If your foster kitten enters your home with fleas, it is important to remove them without causing harm.  Fleas can be transported from the kittens isolated in one area to the main part of the house on clothing, shoes, etc. Therefore, it is also important to treat any other animals in the home with monthly flea prevention or a stray flea, flea egg, pupa or larva may cause an infestation in your house - any unprotected animal in the house can then become a reservoir for the infestation.

Check with your veterinarian before applying any commercial flea products to your kitten, as some flea medications can be harmful to cats. One safe way to remove fleas from very young kittens (less than 6 - 8 weeks) is daily flea combing. Keep a jar of soapy water near you to dip the comb into as it comes off the cat full of fleas. Try not to moisten the kitten too much, and make sure to thoroughly dry your kittens after you are done combing.

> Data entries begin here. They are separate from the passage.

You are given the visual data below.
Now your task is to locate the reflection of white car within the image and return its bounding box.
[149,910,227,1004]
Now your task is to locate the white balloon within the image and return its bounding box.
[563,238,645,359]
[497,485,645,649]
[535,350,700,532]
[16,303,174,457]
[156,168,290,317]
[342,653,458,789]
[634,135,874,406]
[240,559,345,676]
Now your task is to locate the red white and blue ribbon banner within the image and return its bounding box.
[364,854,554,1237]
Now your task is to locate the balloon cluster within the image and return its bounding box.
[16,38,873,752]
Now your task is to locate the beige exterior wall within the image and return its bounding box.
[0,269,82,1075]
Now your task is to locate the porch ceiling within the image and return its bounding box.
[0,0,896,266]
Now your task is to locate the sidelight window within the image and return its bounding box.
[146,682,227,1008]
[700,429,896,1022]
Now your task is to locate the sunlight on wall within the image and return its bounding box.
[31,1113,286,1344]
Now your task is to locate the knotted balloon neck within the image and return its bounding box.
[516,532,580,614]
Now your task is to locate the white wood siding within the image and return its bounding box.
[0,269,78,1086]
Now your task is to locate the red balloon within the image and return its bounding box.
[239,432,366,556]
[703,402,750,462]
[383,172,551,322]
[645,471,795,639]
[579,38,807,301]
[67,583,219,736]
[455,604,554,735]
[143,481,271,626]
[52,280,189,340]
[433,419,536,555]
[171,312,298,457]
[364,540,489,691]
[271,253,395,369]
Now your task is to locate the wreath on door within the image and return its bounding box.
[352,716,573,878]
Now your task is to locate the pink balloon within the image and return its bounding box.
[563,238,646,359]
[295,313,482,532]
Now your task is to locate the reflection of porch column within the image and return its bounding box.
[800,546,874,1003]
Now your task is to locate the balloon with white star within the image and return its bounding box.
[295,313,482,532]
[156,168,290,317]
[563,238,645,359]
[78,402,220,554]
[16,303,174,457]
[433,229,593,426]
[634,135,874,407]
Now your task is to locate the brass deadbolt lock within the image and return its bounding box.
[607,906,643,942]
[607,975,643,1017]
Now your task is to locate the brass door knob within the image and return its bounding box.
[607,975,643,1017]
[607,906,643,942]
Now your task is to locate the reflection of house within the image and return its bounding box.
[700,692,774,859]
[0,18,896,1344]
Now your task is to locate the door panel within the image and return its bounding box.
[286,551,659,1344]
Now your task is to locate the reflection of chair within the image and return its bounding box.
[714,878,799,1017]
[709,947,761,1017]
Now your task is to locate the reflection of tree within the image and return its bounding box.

If the Kitten is 4 Weeks old and over two pounds in weight, Capstar can be given orally up to once a day to kill adult fleas. This product starts to work within 30 minutes and is effective against adult fleas for 4-6 hours. It does not have any affect on, eggs, larva, or other adult fleas in the kittens environment.

If the kitten is 6 weeks old or older, you can use topical monthly applications available from a veterinarian. Despite your best efforts at flea control, you should plan to treat the kittens for a minimum of 90 days to ensure that all the fleas are out of the household. For more information about flea control, please refer to our blog article "Fighting Fleas Fairly...For Good!"

Upper respiratory tract infection (URI)
Upper respiratory infections are very common in kittens, especially if they have been through a shelter situation and exposed to other cats. These infections are caused by airborne viruses and bacteria which are contagious and spread very quickly.

Signs of URI to watch out for:
  • Sneezing and discharge from eyes or nose
  • Congested breathing
  • Loss of appetite
  • Lethargy
  • Dehydration
Vomiting
If your kitten is vomiting, it is possible that the kitten is eating his meals too quickly. You should watch him when he eats and not allow him to eat too much too quickly. If your kitten vomits 2-3 times in a row, it should see a veterinarian. Vomiting can be another sign of distemper in kittens, so it should not be taken lightly.